Dedicado a Jovellanos escribe un artículo en el que nos habla también del Jardín Botánico de Madrid porque frente por frente a su verja se iba a instalar una estación distribuidora de gasolina y que el propio Ayuntamiento había regateado el permiso correspondiente durante años. Otras coincidencias con la época del Jardín Botánico cabe registrar hoy:

«No sé si atreverme a recordar igualmente un documento importante de nuestros días, que, uniendo los cabos de una evolución, está muy cerca de la lección de Jovellanos. Este documento –¡no grite nadie!– es el testamento de José Antonio. Su inspiración templada, su ecuanimidad entre muerte y vida, su útil dignidad, su heroísmo sin pathos confirman la presencia entre nosotros de una tradición, de «otra» y más universal tradición que la de los ascéticos enajenados y declamatorios gestores.»{4}

En su Epístola a Octavio de Romeu, seudónimo con el que algunas veces firmaba sus escritos, vuelve a citar el testamento de José Antonio:

Desde el confín, donde a los ojos reales,
Euclides desplegó sus Elementos
hasta aquel otro, en que el soldado ocioso,
de la guerra lejano y de su patria,
recogido a la vera de una estufa
escribiera el Discours sur la Méthode
y desde la hora en que Marcial de Bibilis
rosas de Pola prefirió vejadas,
hasta aquella que, humana reciedumbre
al Testamento dio de José Antonio,
hay una estirpe noble, que blasonan
la estrecha proporción en la medida,
el aprieto preñado en el contorno,
que nunca entendió, ni entender quiso
cosa que no pudiera dibujarse,
poblando el muro de la Historia, impávido
de figuras de dioses y de númenes…{5}

Dedicado a las Santos de estos días y en el párrafo aplicado a San Pedro, Apóstol pregunta ¿por qué ocurre con la figura capital de la Iglesia, la más elevada en su jerarquía, la de quien recibió el Señor vicariato suyo sobre la tierra, sea aquella con la cual, en todos los países, el folklore se suele tomar más libertades? ¿Por qué tal antinomia entre lo canónico y lo vernáculo?

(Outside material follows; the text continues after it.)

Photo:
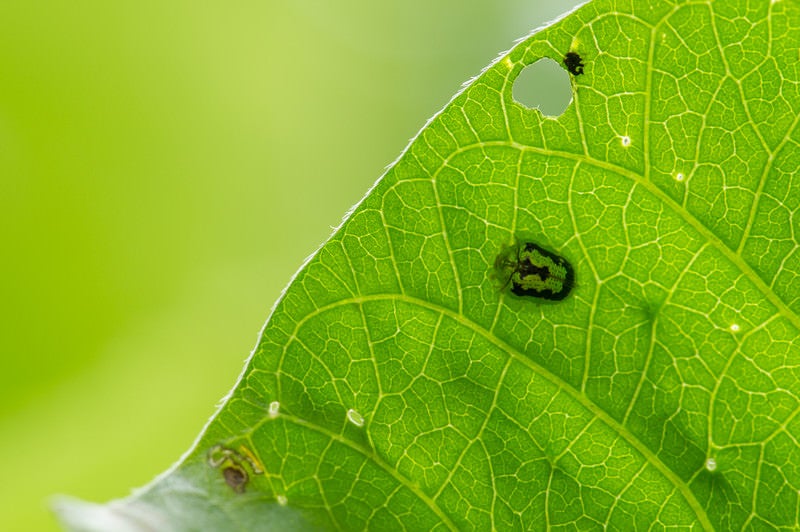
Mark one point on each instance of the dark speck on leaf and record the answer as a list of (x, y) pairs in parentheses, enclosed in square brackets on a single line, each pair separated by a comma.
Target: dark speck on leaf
[(574, 63), (236, 477)]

«A mi entender, no cabe otra explicación genética que aquella según la cual esta antinomia traduce una ambivalencia afectiva. ¿No es un sentimiento ambivalente el amor, que –según uno de los sonetos de la corona poética a José Antonio– “tanto como escupe, bebe”{6} y encierra, de creer al mismo texto, una “divina antropofagia”?»{7}

Escribe En el camino hacia la vaca violeta que un día a Jean Moréas le fue preguntada su opinión sobre la poesía de Walt Whitman. Y que el vecino de Montrouge, hijo de la Hélade, respondió con estas palabras: C’est de l’amomncellement et du brouhahá. Y d’Ors más adelante escribe estas otras:

«¿Me atreveré a decir que, dando por bueno, un instante nada más, aquello del “genio de la lengua”, los más fieles en la poesía, al genio tumultuoso del inglés son, precisamente, los norteamericanos? Ayer veíamos a los artistas de la poesía inglesa luchar con el inglés, como luchara Jacob con el Ángel, o como luchara José Antonio con el casticismo. De la lucha podían salir triunfantes, y así, en efecto, salían muchos; pero todos como Jacobo con la cadera dislocada.»{8}

Con el título Del sufragio, escribe que a cada nuevo periodo electoral quiérase o no, se ven revisadas ante la conciencia pública. Después de unas palabras en las que también hace mención a lo que lo que el ciudadano «desea» o lo que al ciudadano «le parece», cita a Juan Jacobo Rousseau y a José Antonio Primo de Rivera, en los siguientes términos:

«Ahora bien: el clásico del sufragio universal es, nadie lo ignora, Juan Jacobo Rousseau. Y corrientemente se atribuye a Rousseau un criterio “voluntarista” sobre el punto. En ello insistía sacando de tal atribución importantes consecuencias, don José Antonio Primo de Rivera en un valiente discurso donde se definía el sentido, si no el programa, de una fuerza nueva, que se dispone a actuar con brío en la política española…»{9}

Bajo el título Monarquía hace referencia, en primer lugar, a un libro del inglés Charles Pétric en el que dice que el eclipse de la monarquía hereditaria coincide siempre con una era de regresión y de caos. En otro momento se refiere a que

«José Antonio Primo de Rivera (en quien es cada día más visible el bien orientado estudio de ciertas fuentes doctrinales inglesas, así como el de los principios de Política de Misión) hacía notar cómo, en el espíritu clásico y en los tiempos clásicos, siempre fueron preferidas, a las expresiones territoriales del patriotismo, las alegaciones patrimoniales del derecho.»{10}

«Sobre el Imperio» escribe Eugenio d’Ors con este título un corto artículo en el que dice pensar lo mismo que hace treinta años; que hace veinte, al pugnar contra el nacionalismo catalán e intentar, contra el principio de nacionalidades que

«Invocaban los Aliados en la Gran Guerra, la formación de un grupo de “Amigos de la unidad moral de Europa”; que hace diez, al insistir en el tema, más reducidamente, pero también más eficazmente, cerca de amigos, que no lo aceptaban del todo, como Ramiro de Maeztu, para no citar sino al más alto, y de otros que se encendían en él, como José Antonio Primo de Rivera, para no evocar sino al más presente. Pienso que Imperio es el nombre de una creación esencial de Cultura, y, por consiguiente, de redención, en exorcismo contra un producto de Natura, de pecado por ende, es decir, la Nación. Pienso que en el Imperio se redimen las naciones, como los hijos de Eva y herederos de su mancha, en el bautismo.»{11}

En esta ocasión el artículo va dedicado íntegro a Primo de Rivera, y lleva por título: «Elegancia de José Antonio»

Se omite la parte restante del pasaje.